It's quite a bit more nuanced than that. Basic supply and demand says that someone has to provide the return on investment. It stands to reason the high-bandwidth video content and users demand more bandwidth, and more investment, and thus should pay for it. This is and always has been a debate about who/how to pay for that investment. That is not discrimination. That is not "not open". That is basic supply and demand and a rather basic pricing model not uncommon to other industries.

And the idea that all data be treated the same because "data is data" is also a bit ridiculous. A 2gig database backed-up or emailed to the cloud just doesn't demand the same bandwidth and service that hi-def movie does to stream

Net Neutrality is really charging Netflix one price and Netflix competitors another price for the same service. THAT is price discrimination and picking winners and losers. But it's perfectly rational and fair that if video traffic is 50% of your bandwidth, some combination of pricing of video content providers and their users should contribute about 50% of your revenues. If I have to add capacity ostensibly to stream higher and higher quality Netflix movies (or Hulu, or Vudu, etc), really those providers and their users should bear that cost...and the easiest way to do that is charge the premium to the providers to pass on to the user. This is Econ and Business 101, but somehow that doesn't apply to the internet.

This all really goes back to many people not understand what all the Netflix/Comcast fuss was about.
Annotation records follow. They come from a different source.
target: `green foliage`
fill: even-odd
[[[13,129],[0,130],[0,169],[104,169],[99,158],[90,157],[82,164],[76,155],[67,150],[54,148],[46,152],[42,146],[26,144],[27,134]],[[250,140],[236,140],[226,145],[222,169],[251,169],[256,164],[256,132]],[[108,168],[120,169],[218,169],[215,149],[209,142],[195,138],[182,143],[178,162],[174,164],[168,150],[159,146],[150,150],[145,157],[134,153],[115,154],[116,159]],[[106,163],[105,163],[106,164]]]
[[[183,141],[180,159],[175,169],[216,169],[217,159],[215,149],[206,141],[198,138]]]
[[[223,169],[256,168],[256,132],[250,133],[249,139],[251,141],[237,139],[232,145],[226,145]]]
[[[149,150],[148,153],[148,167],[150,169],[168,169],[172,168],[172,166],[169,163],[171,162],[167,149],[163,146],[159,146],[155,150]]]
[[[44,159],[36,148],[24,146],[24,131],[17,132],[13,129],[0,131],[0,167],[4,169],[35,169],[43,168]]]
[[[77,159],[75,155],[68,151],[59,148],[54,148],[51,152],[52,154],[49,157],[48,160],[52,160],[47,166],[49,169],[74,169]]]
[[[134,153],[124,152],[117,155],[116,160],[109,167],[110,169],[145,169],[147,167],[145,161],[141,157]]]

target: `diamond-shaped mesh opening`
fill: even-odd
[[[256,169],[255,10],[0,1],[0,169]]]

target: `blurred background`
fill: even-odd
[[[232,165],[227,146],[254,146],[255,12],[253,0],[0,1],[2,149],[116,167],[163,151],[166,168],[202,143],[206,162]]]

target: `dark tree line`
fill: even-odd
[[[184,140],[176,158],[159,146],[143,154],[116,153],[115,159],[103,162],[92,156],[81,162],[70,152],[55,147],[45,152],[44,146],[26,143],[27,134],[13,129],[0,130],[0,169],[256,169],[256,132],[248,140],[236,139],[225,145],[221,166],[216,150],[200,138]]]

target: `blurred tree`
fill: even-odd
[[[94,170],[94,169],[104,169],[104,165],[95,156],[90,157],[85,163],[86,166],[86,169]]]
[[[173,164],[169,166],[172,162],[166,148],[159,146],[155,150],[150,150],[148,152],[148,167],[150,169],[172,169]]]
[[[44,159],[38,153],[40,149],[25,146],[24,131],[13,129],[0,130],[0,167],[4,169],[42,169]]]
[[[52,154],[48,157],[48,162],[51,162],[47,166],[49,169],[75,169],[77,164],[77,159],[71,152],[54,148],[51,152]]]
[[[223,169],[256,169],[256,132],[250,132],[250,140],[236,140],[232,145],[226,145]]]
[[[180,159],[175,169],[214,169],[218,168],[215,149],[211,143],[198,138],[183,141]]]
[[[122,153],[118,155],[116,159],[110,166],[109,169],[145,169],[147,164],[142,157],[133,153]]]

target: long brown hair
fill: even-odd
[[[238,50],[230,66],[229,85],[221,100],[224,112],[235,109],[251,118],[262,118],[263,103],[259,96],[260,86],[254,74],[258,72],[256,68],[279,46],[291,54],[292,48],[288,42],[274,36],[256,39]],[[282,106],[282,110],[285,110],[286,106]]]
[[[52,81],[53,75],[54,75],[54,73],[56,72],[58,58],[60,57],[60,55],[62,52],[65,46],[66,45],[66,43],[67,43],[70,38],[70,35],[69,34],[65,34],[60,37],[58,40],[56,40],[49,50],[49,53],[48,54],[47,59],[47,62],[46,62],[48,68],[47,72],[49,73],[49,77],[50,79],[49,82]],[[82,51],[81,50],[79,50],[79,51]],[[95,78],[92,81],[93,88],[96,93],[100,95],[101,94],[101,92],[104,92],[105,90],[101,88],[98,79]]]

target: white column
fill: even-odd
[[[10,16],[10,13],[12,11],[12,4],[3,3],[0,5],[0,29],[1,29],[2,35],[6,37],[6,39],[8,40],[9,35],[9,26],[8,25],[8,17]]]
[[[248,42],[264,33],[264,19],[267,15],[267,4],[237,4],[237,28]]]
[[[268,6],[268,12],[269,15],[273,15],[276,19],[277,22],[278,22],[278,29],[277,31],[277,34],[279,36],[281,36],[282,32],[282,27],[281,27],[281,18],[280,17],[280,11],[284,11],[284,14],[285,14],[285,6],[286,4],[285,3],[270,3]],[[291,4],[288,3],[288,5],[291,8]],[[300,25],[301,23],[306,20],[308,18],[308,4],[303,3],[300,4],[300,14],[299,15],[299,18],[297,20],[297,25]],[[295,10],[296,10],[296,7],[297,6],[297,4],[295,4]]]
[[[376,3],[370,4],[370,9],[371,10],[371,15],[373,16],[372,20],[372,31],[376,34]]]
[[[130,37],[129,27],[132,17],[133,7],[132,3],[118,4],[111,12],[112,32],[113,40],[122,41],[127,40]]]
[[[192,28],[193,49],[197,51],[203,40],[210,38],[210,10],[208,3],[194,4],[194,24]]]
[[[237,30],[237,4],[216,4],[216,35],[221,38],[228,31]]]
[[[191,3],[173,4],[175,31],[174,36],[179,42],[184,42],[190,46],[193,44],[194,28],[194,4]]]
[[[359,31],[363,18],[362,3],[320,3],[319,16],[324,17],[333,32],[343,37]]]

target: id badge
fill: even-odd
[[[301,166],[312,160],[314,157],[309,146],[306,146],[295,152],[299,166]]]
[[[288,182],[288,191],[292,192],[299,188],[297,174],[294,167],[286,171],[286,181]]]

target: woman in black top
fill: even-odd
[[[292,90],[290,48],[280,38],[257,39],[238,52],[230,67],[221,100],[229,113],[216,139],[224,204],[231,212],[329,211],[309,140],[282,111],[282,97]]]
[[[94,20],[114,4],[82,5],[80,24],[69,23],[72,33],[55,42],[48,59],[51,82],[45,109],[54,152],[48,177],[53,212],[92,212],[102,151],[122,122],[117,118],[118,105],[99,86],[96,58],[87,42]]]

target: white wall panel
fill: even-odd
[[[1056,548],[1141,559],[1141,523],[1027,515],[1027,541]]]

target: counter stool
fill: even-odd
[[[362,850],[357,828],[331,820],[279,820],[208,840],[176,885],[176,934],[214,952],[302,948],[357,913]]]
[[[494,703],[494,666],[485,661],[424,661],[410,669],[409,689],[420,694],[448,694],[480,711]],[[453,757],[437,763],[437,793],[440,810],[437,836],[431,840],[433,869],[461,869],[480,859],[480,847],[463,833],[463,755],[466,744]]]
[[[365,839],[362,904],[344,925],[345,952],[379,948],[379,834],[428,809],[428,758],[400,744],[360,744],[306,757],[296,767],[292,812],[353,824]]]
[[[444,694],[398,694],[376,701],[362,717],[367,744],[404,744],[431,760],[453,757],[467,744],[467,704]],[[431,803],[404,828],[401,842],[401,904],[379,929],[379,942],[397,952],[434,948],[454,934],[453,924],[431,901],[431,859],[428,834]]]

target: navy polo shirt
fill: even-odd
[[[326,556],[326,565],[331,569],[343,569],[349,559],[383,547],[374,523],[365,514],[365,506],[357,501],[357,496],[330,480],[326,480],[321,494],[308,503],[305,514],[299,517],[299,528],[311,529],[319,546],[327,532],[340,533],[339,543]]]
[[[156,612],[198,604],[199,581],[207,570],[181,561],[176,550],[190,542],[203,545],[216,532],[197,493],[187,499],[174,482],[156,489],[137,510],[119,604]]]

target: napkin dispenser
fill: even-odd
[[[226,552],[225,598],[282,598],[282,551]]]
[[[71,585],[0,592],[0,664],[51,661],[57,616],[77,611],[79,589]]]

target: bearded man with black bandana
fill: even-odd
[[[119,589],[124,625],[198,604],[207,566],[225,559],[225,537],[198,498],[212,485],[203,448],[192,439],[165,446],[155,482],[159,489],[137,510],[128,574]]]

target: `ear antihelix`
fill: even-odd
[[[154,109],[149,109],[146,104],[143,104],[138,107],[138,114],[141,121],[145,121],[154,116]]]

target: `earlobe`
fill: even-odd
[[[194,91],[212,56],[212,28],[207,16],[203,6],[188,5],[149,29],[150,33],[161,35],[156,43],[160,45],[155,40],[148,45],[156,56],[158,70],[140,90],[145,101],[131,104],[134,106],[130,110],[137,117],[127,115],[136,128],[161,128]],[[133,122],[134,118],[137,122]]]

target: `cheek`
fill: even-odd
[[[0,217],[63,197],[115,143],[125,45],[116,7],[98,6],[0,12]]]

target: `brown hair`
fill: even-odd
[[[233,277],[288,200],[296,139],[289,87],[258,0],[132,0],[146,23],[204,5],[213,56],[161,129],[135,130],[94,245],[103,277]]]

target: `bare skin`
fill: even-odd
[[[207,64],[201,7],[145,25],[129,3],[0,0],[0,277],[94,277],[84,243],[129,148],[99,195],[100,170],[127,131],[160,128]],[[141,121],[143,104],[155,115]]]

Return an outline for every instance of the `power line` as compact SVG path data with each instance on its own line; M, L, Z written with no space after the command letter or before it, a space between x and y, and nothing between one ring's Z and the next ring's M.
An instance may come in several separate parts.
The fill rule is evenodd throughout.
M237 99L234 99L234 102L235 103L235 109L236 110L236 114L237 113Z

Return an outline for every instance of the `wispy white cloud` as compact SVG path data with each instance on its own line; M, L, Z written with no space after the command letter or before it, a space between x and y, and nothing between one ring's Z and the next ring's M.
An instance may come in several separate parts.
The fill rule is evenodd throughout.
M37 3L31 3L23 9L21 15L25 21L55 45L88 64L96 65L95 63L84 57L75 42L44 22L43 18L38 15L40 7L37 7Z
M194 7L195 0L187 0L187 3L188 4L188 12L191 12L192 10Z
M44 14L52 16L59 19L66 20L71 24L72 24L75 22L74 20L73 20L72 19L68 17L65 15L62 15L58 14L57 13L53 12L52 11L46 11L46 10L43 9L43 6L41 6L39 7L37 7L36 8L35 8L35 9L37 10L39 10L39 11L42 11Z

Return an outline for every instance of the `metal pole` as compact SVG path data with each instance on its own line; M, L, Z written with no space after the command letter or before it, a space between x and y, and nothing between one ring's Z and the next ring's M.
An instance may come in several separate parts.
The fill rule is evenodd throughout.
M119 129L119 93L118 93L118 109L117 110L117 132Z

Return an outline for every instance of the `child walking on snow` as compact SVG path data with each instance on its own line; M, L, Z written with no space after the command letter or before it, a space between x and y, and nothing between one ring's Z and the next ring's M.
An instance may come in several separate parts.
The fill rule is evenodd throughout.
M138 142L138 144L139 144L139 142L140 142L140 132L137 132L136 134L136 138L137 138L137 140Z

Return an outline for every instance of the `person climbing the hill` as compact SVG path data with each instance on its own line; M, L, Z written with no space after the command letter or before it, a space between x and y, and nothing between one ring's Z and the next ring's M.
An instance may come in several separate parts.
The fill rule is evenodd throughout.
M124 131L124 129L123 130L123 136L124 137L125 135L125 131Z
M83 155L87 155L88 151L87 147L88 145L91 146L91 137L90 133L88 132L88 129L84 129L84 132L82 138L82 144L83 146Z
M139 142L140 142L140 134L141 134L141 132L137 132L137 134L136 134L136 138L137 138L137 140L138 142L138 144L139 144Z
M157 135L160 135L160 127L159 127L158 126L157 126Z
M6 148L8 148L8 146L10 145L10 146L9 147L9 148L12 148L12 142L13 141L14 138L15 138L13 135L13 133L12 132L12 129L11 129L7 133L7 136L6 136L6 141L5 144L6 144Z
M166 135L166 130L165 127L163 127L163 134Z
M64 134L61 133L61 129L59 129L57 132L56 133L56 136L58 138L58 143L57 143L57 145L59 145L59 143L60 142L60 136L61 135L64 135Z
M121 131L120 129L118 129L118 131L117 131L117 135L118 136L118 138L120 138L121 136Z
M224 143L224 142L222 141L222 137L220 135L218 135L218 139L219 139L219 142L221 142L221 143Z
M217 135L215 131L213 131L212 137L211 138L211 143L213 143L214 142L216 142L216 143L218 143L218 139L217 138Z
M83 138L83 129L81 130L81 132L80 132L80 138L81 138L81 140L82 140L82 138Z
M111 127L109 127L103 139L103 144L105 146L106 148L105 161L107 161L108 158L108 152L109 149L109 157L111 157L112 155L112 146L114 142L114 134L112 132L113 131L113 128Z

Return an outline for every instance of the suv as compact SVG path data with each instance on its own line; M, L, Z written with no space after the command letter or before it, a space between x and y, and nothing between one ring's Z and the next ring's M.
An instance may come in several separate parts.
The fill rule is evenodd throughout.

Netflix had capacity bottlenecks with some of the backbone providers, and wanted a direct link to Comcast (i.e. premium service). Netflix wanted it for free. Comcast said "no, we don't offer free premium service". Netflix ultimately agreed to pay. Really everyone wins.

The issue remains about competition among IP's. The doomsday net neutrality arguments implicitly assume unfair, if not illegal, behavior from monopoly providers without competition.